What Patients Need to Know
Anlotinib is a targeted therapy called a tyrosine kinase inhibitor. It targets several key receptors involved in tumor growth and blood vessel formation. Epirubicin is an anthracycline, a type of chemotherapy that damages the genetic code in cancer cells, stopping the cancer cells from dividing or growing.

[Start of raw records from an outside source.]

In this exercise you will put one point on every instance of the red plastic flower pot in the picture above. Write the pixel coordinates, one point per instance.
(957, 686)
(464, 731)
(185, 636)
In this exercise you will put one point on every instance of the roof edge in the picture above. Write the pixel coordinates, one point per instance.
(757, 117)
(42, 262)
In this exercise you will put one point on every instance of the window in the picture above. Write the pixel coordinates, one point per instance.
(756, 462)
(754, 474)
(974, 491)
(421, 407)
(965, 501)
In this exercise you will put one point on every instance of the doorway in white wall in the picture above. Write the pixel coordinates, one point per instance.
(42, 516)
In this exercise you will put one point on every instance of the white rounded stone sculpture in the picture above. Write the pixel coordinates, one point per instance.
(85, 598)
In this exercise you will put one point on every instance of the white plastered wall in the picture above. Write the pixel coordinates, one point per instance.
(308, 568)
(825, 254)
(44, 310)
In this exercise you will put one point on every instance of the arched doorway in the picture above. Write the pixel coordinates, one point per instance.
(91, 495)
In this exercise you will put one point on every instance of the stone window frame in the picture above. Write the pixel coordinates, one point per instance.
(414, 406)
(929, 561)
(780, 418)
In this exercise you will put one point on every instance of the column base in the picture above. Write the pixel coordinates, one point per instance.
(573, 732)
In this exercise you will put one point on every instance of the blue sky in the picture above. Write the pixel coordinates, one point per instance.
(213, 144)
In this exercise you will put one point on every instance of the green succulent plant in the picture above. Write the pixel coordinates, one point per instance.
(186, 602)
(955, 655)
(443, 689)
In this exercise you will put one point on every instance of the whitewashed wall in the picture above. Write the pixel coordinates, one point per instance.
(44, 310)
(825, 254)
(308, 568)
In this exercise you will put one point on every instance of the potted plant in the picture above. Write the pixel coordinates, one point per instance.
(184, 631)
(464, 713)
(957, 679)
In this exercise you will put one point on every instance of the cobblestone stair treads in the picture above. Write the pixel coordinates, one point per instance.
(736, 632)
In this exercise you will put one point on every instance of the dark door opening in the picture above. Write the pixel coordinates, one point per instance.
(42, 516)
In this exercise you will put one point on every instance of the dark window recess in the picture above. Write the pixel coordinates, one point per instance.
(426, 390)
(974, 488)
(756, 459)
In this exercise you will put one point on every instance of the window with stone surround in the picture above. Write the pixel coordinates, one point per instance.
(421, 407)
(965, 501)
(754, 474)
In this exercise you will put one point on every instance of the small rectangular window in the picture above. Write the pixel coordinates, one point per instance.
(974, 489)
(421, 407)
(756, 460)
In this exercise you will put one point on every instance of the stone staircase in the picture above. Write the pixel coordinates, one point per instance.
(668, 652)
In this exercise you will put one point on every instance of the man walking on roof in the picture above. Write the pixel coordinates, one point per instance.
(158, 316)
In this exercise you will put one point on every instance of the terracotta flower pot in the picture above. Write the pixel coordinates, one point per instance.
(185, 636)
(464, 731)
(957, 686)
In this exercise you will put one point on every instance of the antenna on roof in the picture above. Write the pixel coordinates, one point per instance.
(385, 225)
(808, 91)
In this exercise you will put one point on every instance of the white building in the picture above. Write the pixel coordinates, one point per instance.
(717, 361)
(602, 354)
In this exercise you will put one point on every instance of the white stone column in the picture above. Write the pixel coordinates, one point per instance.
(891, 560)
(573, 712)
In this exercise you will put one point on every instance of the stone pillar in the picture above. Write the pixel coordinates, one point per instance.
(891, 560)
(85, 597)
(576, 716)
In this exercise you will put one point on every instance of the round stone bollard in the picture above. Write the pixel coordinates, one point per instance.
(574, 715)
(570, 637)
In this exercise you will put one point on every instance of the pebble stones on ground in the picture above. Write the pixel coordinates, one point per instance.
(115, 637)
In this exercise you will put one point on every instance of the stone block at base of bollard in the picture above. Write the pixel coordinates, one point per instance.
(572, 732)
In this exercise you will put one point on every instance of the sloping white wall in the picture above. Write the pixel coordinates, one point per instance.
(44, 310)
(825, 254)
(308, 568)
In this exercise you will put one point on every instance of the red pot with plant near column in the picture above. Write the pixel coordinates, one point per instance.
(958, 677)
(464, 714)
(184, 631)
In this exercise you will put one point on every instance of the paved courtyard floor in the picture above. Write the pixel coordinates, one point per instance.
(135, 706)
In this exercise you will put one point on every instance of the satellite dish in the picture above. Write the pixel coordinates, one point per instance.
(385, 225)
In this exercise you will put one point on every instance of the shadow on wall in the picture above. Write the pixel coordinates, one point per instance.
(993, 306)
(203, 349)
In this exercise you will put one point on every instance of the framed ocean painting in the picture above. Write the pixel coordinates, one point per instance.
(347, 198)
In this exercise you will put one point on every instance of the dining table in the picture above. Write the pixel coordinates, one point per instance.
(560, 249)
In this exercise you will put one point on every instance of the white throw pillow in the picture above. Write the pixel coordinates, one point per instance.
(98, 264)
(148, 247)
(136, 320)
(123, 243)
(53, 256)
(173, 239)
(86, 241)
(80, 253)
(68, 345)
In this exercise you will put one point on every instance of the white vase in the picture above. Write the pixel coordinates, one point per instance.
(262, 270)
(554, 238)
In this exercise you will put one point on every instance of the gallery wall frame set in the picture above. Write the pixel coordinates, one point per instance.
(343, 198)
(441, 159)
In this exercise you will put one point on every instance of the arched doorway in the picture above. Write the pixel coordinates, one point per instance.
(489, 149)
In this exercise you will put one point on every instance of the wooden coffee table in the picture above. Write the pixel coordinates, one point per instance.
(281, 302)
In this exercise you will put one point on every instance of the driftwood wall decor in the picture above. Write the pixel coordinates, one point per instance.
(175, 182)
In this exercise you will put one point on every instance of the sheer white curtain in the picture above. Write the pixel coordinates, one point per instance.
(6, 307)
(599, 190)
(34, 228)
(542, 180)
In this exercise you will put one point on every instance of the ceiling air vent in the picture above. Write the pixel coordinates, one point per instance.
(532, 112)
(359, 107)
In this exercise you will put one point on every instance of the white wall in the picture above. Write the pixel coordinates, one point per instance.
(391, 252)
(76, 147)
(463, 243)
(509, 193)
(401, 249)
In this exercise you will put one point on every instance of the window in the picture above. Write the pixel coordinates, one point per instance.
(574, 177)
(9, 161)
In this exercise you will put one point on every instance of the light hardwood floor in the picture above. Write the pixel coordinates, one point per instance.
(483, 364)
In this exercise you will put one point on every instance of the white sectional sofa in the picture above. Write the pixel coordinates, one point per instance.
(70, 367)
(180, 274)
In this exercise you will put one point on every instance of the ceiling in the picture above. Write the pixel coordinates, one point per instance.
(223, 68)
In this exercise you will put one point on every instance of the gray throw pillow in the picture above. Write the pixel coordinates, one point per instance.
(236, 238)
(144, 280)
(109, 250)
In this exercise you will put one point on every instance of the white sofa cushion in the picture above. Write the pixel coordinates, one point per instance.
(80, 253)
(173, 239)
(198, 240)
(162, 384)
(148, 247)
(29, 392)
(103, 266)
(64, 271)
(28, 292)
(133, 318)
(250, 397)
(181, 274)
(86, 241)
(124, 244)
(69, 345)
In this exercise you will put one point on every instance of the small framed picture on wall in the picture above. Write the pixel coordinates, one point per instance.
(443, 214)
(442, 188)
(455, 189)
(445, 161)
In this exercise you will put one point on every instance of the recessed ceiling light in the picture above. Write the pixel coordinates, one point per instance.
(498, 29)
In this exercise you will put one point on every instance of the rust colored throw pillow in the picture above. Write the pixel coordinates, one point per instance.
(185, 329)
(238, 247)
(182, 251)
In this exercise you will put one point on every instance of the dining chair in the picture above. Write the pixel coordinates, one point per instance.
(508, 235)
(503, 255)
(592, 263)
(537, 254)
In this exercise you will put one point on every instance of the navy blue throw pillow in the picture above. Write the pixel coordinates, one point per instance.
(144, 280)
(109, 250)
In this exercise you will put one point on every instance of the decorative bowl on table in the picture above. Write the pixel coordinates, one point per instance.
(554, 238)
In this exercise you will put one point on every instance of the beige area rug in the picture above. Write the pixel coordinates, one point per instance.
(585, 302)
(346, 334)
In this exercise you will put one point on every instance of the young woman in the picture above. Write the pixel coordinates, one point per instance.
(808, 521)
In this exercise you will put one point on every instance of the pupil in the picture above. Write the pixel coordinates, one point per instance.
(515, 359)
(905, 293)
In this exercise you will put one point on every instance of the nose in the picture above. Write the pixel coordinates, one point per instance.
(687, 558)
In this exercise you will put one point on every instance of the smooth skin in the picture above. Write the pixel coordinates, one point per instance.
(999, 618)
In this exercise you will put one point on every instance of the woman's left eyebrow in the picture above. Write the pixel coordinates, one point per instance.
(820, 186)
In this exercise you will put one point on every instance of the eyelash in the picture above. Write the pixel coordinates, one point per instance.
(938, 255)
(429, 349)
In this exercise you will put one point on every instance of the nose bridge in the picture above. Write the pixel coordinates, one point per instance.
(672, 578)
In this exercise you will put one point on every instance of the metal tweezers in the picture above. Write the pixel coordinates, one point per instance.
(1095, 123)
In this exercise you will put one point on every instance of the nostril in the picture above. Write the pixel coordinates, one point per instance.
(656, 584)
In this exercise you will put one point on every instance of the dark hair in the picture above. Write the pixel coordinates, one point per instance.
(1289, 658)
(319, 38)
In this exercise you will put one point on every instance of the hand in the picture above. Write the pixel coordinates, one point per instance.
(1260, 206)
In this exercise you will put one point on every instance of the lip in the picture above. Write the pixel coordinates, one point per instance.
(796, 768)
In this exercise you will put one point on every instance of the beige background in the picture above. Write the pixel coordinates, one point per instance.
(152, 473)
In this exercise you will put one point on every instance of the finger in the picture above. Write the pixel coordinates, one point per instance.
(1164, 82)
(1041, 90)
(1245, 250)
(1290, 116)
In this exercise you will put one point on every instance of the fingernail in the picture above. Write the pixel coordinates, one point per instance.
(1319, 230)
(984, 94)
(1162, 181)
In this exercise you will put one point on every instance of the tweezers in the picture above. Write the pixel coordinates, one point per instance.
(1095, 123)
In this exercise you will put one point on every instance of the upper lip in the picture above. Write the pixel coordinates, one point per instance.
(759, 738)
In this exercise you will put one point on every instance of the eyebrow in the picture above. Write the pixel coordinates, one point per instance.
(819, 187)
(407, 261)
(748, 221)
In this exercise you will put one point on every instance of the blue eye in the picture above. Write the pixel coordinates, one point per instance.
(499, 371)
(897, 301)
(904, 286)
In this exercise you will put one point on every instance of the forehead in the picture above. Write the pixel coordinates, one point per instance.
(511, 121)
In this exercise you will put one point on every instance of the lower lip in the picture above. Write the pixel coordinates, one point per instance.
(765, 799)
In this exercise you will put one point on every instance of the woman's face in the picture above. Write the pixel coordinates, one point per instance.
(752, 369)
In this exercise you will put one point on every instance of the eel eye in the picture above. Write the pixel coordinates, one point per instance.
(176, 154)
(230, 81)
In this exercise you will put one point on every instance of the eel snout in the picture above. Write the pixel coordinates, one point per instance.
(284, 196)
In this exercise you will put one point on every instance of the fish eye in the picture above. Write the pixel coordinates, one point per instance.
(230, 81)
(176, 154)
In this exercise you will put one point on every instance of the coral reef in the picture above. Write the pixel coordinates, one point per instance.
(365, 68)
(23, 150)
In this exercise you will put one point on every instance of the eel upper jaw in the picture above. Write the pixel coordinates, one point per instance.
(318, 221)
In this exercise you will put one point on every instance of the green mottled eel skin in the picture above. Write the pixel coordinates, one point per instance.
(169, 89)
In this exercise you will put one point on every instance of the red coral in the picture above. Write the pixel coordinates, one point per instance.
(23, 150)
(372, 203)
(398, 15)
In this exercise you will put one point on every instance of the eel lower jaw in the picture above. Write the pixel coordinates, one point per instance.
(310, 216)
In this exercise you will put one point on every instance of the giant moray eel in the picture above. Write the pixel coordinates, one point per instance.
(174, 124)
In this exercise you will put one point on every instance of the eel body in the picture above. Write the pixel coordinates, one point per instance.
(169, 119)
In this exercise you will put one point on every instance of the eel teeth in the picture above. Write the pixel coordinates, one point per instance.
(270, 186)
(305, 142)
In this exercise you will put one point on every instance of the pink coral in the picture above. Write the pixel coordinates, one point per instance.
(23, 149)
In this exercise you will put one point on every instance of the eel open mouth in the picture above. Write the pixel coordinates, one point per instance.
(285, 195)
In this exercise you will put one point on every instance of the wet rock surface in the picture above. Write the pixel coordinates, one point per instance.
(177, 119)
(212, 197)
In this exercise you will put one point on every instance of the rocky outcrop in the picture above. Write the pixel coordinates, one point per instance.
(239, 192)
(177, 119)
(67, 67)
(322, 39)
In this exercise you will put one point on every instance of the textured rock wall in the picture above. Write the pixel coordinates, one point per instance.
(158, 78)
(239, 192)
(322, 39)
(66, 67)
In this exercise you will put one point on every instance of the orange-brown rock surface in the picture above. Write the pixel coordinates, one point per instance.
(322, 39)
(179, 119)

Apatinib may be of benefit in chemotherapy-resistant ES
Data presented suggested the targeted therapy apatinib may serve as a potential second- or first-line treatment option for advanced Ewing Sarcoma (ES), particularly in chemotherapy-resistant disease.
What Patients Need to Know
Further trials with more participants and longer follow-up times are needed to confirm the effectiveness of apatinib in the treatment of ES.
PD-1/PD-L1 inhibitors are promising option in treatment of KS
A systematic review and meta-analysis suggested that PD-1/ PD-L1 inhibitors are a promising option for the treatment of Kaposi sarcoma (KS), with a favorable safety profile compared to traditional chemotherapy.
What Patients Need to Know
PD-1/PD-L1 inhibitors are a type of immunotherapy that releases the “brakes” on the immune system, allowing T-cells to attack cancer cells.
Combination of regorafenib and avelumab in “cold” STS explored
A phase ll trial explored the combination of regorafenib and avelumab in “cold” (resistant to immunotherapy) soft tissue sarcomas (STS), with the aim of altering the immunosuppressive microenvironment and enhancing immune response. Regorafenib is a targeted therapy; avelumab is an immunotherapy.
What Patients Need to Know
The results were promising in terms of response rate, progression-free survival, overall survival and enhanced immune activation.